寒冬腊月,积雪未融,从太极宫皇城西墙外吹进来的寒风几可刺骨,已在风地里站了一个多时辰的侍卫们身子旱冻得发木,被风一吹,脸上竟有种针扎火炙般的痛感。有人忍不住跺了跺脚,低声咒骂起来——在这种该死的天气里,守着这么多人搞什么试判,实在是个倒霉差事,不久前的科举虽然时间更长,好歹还是在廊庑里,总强过在这种没遮没拦的地方吃风!

在侍卫们的面前,是黑压压一大片露天应试的选人,坐满了两面宫墙与夹墙间的空地,一眼几乎望不到头。人人都身穿裘衣,怀抱手炉,脚边还放着笔墨纸张乃至木炭等物,膝下却只有一张单席。有些蓆子边上就是未化的冰雪,看着都让人腿肚子转筋。

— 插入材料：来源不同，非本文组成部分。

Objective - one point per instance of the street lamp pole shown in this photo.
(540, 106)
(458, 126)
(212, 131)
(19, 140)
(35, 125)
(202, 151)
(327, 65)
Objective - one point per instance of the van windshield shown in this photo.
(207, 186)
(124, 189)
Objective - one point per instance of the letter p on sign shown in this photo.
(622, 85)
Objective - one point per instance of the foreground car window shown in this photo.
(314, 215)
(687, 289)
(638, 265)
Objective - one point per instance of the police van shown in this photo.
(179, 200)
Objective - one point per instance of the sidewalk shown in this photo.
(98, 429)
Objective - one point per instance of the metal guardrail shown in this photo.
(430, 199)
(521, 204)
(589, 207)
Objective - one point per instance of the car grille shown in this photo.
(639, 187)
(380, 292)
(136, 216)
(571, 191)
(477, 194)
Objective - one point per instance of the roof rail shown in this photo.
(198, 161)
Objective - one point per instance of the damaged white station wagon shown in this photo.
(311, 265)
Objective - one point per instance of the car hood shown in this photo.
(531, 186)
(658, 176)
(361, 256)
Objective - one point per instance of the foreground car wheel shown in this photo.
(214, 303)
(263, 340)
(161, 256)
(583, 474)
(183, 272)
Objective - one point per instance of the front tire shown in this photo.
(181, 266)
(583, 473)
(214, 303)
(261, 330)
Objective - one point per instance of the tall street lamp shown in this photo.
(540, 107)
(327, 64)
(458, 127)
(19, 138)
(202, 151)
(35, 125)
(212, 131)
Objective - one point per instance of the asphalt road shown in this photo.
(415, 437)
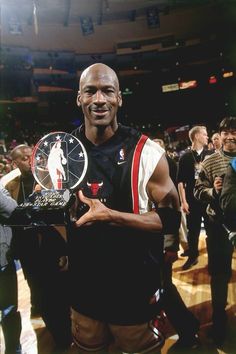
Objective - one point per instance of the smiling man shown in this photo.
(116, 247)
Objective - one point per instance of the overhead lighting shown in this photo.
(183, 85)
(212, 79)
(228, 74)
(170, 87)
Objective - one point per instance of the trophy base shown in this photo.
(44, 208)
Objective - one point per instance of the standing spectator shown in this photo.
(25, 241)
(228, 196)
(174, 306)
(9, 315)
(116, 249)
(40, 252)
(216, 141)
(207, 190)
(188, 170)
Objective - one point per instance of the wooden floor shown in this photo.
(193, 286)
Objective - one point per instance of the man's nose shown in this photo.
(99, 96)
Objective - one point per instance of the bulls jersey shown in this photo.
(116, 270)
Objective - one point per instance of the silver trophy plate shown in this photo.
(59, 161)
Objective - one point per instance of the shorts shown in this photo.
(92, 335)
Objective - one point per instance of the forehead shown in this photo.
(24, 152)
(202, 131)
(227, 131)
(99, 77)
(215, 136)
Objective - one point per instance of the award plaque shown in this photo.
(59, 163)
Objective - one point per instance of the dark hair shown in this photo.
(228, 123)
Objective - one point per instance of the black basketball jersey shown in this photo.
(116, 269)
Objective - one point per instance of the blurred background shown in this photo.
(175, 60)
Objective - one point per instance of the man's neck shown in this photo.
(99, 134)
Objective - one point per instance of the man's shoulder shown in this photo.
(215, 156)
(11, 177)
(12, 183)
(233, 164)
(186, 155)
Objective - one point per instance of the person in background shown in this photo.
(208, 190)
(10, 318)
(40, 251)
(216, 141)
(228, 197)
(187, 328)
(188, 170)
(25, 241)
(116, 246)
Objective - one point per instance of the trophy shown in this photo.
(59, 163)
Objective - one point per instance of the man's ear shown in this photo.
(14, 164)
(78, 99)
(120, 99)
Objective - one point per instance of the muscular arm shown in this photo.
(7, 204)
(161, 191)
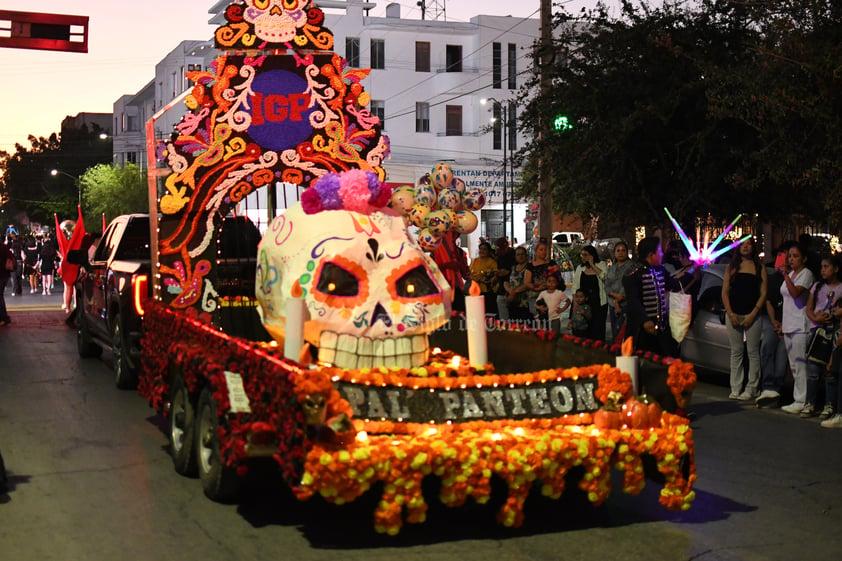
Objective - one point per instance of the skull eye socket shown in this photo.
(335, 280)
(416, 283)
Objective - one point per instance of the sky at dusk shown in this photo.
(126, 40)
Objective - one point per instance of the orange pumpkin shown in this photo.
(636, 414)
(654, 410)
(609, 416)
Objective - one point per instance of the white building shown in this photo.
(427, 82)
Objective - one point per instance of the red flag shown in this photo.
(69, 271)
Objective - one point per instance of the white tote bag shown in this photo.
(681, 312)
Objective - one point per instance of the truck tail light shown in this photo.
(139, 290)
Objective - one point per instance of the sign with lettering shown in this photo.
(281, 109)
(539, 400)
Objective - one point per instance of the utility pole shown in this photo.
(545, 194)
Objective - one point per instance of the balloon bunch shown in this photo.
(438, 204)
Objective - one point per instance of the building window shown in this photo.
(512, 66)
(453, 125)
(497, 128)
(453, 56)
(378, 54)
(511, 125)
(352, 51)
(378, 109)
(422, 56)
(496, 66)
(422, 117)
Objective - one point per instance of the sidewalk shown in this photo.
(34, 302)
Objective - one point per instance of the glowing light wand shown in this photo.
(706, 254)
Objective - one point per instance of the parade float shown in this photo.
(331, 346)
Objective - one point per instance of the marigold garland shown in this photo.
(464, 455)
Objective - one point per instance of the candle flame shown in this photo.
(474, 289)
(297, 291)
(627, 347)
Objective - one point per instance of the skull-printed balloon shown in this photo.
(276, 21)
(372, 294)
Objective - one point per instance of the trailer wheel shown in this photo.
(220, 483)
(182, 429)
(124, 375)
(84, 344)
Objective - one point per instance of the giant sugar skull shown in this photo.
(372, 294)
(276, 21)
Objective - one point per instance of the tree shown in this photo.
(30, 193)
(113, 190)
(719, 108)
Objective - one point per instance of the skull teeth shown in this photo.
(347, 351)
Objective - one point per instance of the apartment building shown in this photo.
(427, 83)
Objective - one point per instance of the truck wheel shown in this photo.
(124, 375)
(220, 483)
(182, 429)
(84, 344)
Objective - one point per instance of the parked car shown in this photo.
(706, 343)
(566, 239)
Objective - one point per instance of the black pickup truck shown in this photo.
(110, 292)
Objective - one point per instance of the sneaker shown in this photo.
(793, 408)
(767, 398)
(834, 422)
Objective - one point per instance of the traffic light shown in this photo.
(562, 123)
(51, 32)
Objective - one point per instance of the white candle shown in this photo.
(477, 335)
(296, 315)
(630, 365)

不过对大多数选人们来说,此刻眼前试卷上那两道看似简单的判题,却远比这张冰冷的坐席更叫他们如坐针毡。

好些人还是第一次经歷这阵仗,苦思冥想了半日后要提笔答题,才发现自己的手早已冻僵了,又忙不迭地伸手入怀取暖,再动笔时,未免便有些手忙脚乱。之前经过科举的士子们却要从容得多,理清思路,打过底稿,眼见时辰差不多了,才一字字地誊写到眼前的白麻纸上。

眼见日上中天,各处有人高声唱时,不管是胸有成竹还是满脸沮丧的选人都放下了笔桿,理好试卷,依次交了上去。

在离宫墙近些的地方,许多考生都注意到了不远处的两位官员。那身着紫袍的年纪略长,精神矍铄,气度高峻,一眼望去便叫人肃然起敬,想来应该是主持吏选的李敬玄李相公。而另一位身着绯色官袍的,自然就是近来名声大噪的司列少常伯裴行俭。只见他身量修长,容貌清朗,整个人看去温润如玉,跟传闻中的孤勇峻切竟是截然不同,只是一双眸子异常明彻,叫人不敢逼视。

来自郑州的选人霍标早就答完了判题,到了后来,心神倒是有一多半放在了这位吏部选官身上。待交好试卷,他又悄悄打量了几眼,正想转身,裴行俭的目光却蓦然转了过来,与他对了个正着。霍标顿时觉得一阵寒风吹透了衣袍,忙不迭地低下了头去,顺着人流往外就走,可不知怎的,背上却依然一阵阵的发凉……「霍少府!」

肩头突然被人用力拍了一记,霍标险些没跳起来。他转头一眼瞪了过去,落入眼中的却是一张年轻俊俏的笑脸。被他一瞪,那笑脸顿时有点发僵:「霍兄……」

霍标认得此人正是赵州才子苏味道,年纪虽轻,却早已中了进士,自打上回月旦评的宴会后,两人又是常来常往的。他也只得扯了扯嘴角,半开玩笑地抱怨道:「苏大才子,你是想吓死霍某么?」

苏味道不好意思地嘿嘿一笑:「我这不心里没底,正想找人参详参详么?一眼看见霍兄便大喜过望了,失礼失礼!对了,霍兄,今日这两道判题,那道『对京令问喘牛』也就罢了,头一道『为吏私田不善』,到底应做何解?」

霍标原本做过四年的县尉,熟知律法,近来又苦读了律疏,闻言便笑了起来:「苏贤弟是没大留心户婚律吧?其中就有一条,『诸部内田畴荒芜者,以十分论,一分笞三十,一分加一等,罪止徒一年』,州县长官亦不能免。此公勤于公田而怠于私田,虽是罪不至笞,到底也是有违律法,愚兄窃以为,长官应加以教导。」

苏味道「啊」了一声,以掌击额:「该死!我只依稀记得此事应是与律法不合,怎么也想不起具体条目了,答题时也只能含煳过去,这可如何是好!」

旁边有人听见,也都跟着唉声嘆气起来,他们这一个多月自然也抱着《永徽律疏》读了无数遍,但这种不起眼的条目如何能倒背如流?转眼又凑了几个人上来问长问短。有人提到第一道判题,苏味道便笑道:「这里头除了礼法,还有典故,是出自《前汉书》……」

霍标一颗心顿时勐地沉了下去——这道题居然有出处!枉他自以为精通律法,答得妥帖周详,却没想到判题里会用上史书里的典故!自己这几年来一直蹉跎岁月,好容易今年要考律法政务了,又有贵人赏识照应,不愁面铨不过,难不成却要栽在这样一道题上?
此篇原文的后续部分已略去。